Vetters spent nine days in Florida this spring visiting baseball teams. The first person he paid his respects to in the Yankee clubhouse was Rivera.

“Mo has been kind of the godfather of the Nike gloves,” says Vetters. “He wears the old-scho9l Cooperstown Cleats, and I believe they only make it for him. It’s one of the oldest models.

“People ask me who is the worse player you have had to deal with, and I say none. It’s just a group of people who are baseball guys. Everybody is a normal dude, who just happen to be good at something.”

From August 12-19 Vetters was in Japan with his Nike Group. They spent three days in Tokyo at Nike headquarters and then he went to Koshien, which is the Japanese High School baseball tournament, which a CNN story described as the most emotional sports tournament in the world.

Japanese kids live and die baseball, which is probably the main reason Japan has won nine Little League championships, including three of the last four.

Vetters actually put on a baseball uniform and participated for three days in the grueling 11-hour practice drills these young Japanese high school baseball players go through. They went from 7:30 in the morning until 6:30 at night, and all of it was on dirt fields.

“There are 72 kids on each team and every kid has a job, which includes hand scrubbing every baseball. There is no jogging, no stopping, and no half-assing something, not even close to that. Everything was done to perfection, and at the game time it was 96 degrees and 100 percent humidity, and they were in full uniform.

“For coaches, it was something to experience for that long. I was more mentally exhausted than I was physically at the end of each day. So it was breathtaking and the most beautiful thing I have ever seen. It was the purest baseball I have ever seen as a player or coach, just to see these kids with the up-most respect for each other, their coaches and their equipment.

“They all take off their shoes before entering clubhouse.
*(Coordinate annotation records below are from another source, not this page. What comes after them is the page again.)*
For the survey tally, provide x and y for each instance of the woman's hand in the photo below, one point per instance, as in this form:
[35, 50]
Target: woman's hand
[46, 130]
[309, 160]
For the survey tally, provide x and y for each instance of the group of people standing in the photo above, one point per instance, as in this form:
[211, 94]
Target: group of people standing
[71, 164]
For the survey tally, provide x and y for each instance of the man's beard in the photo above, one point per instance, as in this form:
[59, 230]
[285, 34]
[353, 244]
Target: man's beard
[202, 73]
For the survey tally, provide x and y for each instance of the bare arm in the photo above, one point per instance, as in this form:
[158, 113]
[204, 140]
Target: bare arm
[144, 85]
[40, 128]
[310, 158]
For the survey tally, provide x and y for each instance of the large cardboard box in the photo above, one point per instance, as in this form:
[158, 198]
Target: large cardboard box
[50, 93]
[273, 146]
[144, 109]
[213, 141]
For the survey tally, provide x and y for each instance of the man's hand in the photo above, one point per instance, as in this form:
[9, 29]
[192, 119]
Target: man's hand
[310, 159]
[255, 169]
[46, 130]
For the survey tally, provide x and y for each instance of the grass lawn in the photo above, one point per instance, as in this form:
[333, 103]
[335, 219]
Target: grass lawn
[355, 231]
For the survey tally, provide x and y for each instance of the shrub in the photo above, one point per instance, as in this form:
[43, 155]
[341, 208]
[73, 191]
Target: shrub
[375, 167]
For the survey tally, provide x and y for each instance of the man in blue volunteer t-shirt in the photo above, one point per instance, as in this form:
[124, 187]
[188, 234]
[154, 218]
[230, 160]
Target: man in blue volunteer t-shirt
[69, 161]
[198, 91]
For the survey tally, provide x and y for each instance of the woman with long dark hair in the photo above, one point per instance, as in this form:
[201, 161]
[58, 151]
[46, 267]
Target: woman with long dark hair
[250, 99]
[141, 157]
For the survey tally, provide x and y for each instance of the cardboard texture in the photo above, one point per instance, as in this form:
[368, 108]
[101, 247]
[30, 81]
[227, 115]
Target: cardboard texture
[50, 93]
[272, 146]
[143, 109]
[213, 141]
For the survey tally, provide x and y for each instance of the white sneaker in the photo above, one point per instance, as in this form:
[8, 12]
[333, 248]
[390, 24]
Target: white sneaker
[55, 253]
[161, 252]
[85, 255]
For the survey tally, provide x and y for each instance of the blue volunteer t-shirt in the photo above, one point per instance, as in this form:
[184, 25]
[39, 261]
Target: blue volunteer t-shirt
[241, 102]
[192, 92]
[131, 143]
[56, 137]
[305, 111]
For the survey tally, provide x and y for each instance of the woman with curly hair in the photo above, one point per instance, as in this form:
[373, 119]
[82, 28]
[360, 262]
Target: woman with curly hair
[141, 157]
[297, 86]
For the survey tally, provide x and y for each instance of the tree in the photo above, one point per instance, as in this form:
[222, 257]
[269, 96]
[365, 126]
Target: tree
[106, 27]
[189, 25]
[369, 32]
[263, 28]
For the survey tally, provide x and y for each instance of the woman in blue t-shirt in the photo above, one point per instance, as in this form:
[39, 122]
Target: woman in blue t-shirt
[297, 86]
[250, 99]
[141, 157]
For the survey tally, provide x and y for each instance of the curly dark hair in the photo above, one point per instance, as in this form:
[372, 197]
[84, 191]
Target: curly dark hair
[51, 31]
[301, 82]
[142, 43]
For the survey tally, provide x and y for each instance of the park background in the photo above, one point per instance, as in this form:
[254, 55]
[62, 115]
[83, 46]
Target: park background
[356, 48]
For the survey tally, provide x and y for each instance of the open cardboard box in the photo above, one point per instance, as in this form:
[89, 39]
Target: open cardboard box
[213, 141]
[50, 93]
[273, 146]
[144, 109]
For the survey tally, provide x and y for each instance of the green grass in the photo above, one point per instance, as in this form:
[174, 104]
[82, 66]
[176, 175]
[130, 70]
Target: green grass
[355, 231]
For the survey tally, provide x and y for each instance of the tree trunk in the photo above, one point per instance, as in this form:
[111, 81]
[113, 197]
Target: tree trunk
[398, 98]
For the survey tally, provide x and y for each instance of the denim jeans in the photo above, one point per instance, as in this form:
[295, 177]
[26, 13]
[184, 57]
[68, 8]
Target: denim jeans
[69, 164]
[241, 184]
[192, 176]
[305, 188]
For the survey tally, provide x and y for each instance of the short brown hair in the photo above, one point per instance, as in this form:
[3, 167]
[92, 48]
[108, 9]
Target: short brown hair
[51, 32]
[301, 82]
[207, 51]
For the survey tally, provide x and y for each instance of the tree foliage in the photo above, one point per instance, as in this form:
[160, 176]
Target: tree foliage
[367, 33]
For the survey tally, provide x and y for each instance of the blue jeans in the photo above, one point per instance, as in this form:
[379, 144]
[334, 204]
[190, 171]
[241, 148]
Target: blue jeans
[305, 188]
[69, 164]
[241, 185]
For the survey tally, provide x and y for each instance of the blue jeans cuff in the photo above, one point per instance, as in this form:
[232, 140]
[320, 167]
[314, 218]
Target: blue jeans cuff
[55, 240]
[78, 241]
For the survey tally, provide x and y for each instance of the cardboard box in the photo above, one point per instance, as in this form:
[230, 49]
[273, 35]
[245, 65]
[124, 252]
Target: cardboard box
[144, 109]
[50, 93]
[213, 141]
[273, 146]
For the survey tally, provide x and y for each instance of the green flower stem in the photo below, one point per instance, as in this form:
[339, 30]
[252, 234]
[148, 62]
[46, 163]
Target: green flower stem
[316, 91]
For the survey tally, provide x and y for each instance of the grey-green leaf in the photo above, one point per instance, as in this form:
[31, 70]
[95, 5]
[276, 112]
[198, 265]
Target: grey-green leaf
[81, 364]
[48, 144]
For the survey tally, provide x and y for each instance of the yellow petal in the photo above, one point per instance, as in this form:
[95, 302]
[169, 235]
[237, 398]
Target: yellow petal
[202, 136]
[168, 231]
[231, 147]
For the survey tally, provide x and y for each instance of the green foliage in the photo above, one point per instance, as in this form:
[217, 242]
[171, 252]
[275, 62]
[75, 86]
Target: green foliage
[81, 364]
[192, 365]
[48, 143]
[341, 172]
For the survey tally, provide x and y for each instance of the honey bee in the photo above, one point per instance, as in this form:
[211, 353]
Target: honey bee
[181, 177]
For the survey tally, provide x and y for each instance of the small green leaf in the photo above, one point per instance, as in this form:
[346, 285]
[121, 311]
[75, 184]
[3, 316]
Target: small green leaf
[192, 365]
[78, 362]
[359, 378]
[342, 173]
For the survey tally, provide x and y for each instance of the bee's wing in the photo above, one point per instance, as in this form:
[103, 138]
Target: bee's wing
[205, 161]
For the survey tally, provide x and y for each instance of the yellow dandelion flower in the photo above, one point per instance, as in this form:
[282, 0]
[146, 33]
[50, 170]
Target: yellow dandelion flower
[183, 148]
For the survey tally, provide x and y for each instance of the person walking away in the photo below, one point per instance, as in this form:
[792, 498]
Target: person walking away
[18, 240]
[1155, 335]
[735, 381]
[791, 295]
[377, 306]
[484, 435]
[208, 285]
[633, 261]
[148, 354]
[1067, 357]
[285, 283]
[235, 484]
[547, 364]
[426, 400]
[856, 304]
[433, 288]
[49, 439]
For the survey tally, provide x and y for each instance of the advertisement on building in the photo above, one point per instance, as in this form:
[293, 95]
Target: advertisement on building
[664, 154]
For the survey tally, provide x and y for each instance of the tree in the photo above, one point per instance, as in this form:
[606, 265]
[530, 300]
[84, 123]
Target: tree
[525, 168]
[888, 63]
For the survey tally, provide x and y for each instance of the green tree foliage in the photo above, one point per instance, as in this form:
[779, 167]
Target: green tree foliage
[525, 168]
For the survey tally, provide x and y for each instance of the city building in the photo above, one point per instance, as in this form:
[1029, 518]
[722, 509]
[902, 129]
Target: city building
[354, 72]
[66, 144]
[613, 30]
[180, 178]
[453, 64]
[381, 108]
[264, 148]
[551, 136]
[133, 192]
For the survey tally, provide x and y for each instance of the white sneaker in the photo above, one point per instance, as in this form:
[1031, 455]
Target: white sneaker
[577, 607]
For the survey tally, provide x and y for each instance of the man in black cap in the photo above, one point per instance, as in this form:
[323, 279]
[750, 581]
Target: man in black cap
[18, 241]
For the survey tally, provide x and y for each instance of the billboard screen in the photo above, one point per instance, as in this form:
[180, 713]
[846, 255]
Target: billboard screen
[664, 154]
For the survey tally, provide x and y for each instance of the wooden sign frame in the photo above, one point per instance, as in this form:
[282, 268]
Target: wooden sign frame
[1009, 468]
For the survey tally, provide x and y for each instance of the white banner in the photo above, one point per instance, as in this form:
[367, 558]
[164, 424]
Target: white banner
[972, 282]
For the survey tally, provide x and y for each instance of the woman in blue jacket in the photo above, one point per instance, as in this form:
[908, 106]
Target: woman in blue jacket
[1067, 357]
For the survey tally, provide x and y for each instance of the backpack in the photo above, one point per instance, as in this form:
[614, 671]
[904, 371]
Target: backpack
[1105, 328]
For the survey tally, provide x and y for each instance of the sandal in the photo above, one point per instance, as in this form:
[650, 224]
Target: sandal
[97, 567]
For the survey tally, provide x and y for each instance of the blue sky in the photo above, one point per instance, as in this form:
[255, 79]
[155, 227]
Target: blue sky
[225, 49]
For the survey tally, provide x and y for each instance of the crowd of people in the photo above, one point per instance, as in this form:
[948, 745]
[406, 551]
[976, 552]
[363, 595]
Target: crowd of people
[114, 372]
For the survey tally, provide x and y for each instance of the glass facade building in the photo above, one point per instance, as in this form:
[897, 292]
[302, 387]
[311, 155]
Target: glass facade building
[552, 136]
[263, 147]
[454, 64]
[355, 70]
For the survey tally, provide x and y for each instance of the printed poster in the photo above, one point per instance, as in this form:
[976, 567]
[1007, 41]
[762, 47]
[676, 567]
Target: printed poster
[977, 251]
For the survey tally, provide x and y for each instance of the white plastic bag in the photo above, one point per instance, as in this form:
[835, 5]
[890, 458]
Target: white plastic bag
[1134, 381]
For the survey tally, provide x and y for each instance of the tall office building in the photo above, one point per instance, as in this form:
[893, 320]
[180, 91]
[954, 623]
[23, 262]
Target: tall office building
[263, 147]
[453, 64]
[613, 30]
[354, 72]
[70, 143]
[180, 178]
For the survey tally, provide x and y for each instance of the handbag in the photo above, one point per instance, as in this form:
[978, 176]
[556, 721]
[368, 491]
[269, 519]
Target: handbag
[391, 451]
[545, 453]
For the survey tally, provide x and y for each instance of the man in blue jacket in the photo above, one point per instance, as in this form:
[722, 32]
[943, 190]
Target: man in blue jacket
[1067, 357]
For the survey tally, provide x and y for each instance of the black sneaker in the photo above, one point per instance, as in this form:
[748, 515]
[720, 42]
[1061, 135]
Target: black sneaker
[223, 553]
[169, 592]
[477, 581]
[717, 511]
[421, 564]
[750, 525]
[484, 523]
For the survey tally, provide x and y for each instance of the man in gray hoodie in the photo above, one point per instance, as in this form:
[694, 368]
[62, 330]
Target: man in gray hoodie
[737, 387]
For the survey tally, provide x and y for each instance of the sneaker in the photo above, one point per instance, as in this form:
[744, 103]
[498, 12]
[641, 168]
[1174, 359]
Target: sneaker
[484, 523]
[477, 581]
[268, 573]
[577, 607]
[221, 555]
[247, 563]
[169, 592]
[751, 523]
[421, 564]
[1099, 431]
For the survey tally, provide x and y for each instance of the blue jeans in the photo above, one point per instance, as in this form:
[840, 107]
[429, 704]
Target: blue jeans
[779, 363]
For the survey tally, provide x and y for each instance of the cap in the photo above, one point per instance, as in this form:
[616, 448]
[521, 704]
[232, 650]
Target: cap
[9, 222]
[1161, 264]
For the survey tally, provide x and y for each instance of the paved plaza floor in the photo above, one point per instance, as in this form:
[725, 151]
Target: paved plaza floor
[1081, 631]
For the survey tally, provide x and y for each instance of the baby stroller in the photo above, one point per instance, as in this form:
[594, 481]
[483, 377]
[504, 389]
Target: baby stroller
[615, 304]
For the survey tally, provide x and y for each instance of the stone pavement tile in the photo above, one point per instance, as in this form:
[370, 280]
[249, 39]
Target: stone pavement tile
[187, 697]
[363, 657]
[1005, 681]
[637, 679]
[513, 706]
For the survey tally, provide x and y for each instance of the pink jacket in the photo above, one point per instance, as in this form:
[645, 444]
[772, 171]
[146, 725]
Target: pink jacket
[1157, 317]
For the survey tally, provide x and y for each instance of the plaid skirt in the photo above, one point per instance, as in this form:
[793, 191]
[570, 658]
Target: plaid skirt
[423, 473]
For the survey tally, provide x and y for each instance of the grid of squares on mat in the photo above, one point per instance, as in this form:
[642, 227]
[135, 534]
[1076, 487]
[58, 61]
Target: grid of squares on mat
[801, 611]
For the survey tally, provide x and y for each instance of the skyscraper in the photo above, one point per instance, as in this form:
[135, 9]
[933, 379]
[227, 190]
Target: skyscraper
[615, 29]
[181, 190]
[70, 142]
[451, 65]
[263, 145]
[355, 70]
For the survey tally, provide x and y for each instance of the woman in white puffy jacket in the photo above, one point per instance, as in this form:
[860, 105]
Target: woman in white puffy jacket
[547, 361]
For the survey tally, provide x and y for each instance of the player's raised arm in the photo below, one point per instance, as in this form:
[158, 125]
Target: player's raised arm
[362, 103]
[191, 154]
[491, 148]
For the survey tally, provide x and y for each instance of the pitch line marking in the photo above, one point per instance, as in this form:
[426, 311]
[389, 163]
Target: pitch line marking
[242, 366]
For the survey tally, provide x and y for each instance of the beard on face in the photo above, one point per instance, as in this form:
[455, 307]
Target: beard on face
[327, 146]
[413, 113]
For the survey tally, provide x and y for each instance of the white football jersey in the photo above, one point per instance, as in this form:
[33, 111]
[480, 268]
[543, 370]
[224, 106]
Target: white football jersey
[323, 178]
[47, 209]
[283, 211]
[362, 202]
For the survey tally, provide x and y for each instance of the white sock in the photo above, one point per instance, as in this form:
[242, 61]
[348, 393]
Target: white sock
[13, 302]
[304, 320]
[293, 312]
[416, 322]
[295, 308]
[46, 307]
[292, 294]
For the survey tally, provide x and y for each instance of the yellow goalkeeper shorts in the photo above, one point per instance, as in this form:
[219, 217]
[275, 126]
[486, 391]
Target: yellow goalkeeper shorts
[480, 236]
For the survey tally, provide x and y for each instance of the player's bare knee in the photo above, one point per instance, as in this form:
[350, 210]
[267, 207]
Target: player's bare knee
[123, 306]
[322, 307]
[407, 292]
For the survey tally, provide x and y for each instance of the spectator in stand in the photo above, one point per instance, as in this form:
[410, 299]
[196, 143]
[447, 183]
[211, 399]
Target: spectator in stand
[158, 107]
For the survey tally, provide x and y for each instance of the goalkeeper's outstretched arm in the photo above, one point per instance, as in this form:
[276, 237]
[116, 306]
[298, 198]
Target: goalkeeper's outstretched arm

They have no agendas. Their 100 percent focus is executing and playing baseball, or hand scrubbing helmets with soap and water and learning baseball.

“And they are all having fun. I noted not one kid complained, not one kid was disrespectful.”

Koshien is played as a spring tournament and a summer tournament.

“We got to watch some of the summer games,” Vetters said. “There is, I believe, 4700 high schools in Japan, and the top 50  go to the Koshien. It’s single elimination and the team that wins it is perfect.

“So I got to experience and see it. They play in front of 50,000-plus fans (850,000 watched the summer tournament last year). It’s the most amazing thing I have ever seen, to this day in my life.”

The experience has led Vetters to vow to be better in everything, including his job, his role as son, brother, coach. He wants to be the best possible, and is willing to make the sacrifice and put in the time and effort and discipline to make it happen.

A week ago he left for the East Coast to visit NCCA Schools Miami, North Carolina, Duke and then flew into Austin, Texas to visit the University of Texas.

Sometime this month he will go with another Nike group to Asia for two weeks, visiting Nike factories to introduce himself and to see how the company’s equipment is built and whether he can add something that will make the manufacturing process better.

“I’m just going to keep working hard,” says Vetters. “This is not real work. If you love what you do it’s not work. I get to talk to baseball players almost on a daily basis. I get to fly all over the world and experience things that nobody has experienced.

“It is a humbling experience. It’s been a trip, no pun intended, since I have been here. You learn as you go and just go after everything hard.”